Pad Thai has become one of the things that comes to mind when you think of Thailand. Aside from temples, hot and humid weather, and spicy food. This stir-fried rice noodle dish is one of the country’s national dishes, making it ubiquitous. Different variations are available not just in Thailand but in Thai restaurants around the world. It was popularized by a Prime Minister in the late 1930s to promote nationalism and nutrition. Yet, its origins are said to be Chinese, who invented noodles and stir-fry.
Said to be Thailand’s first fast food, this dish aims to represent the flavors and essence of Thai cuisine: sweet, salty and sour. There have been lots of variations of the recipe but its main ingredients are rice noodles, eggs, tofu slices, tamarind, fish sauce, dried shrimp, shallots, red chili pepper, and palm sugar. It is also often served with chopped peanuts, lime wedges, bean sprouts, and coriander leaves.
The search for Thip Samai
Unfortunately, during the first time I set foot in Bangkok, our jam-packed schedule did not allow me to go search for it.

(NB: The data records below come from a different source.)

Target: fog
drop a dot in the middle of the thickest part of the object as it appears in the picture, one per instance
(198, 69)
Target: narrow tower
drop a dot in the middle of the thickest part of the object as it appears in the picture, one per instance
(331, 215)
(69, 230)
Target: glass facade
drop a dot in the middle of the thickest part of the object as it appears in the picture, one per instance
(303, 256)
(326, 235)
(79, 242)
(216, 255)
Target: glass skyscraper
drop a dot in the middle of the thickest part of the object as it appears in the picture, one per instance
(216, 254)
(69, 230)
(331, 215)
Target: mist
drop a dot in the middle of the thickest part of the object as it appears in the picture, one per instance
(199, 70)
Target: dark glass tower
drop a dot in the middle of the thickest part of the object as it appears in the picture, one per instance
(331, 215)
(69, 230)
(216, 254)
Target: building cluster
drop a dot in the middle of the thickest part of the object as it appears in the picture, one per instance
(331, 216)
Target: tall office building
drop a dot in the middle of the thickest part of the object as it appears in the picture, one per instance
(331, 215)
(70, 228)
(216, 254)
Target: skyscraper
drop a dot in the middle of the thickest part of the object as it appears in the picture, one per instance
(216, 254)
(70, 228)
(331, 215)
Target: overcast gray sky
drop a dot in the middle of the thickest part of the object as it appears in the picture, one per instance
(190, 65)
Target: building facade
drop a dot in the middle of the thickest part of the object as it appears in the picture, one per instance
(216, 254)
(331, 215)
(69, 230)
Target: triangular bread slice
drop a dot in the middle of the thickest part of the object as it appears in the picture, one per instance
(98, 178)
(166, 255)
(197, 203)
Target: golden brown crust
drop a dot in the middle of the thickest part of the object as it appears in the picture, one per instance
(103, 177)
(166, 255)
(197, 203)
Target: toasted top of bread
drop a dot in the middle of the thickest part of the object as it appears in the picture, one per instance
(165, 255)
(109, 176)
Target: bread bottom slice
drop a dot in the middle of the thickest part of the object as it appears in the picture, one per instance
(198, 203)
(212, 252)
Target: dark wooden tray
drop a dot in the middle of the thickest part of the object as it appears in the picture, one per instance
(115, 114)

So the second time I visited Bangkok while I was backpacking alone, I took my time to hunt it down.
After finally getting an address online, I tried going on a Monday, which turned out to be a mistake. I got there before 5 PM so I waited by the 7/11 across the street. 5 PM rolled around and still there’s no sign of activity at the restaurant. So I asked a local to confirm what I was thinking all along. Turns out, it was closed that day and I didn’t know why.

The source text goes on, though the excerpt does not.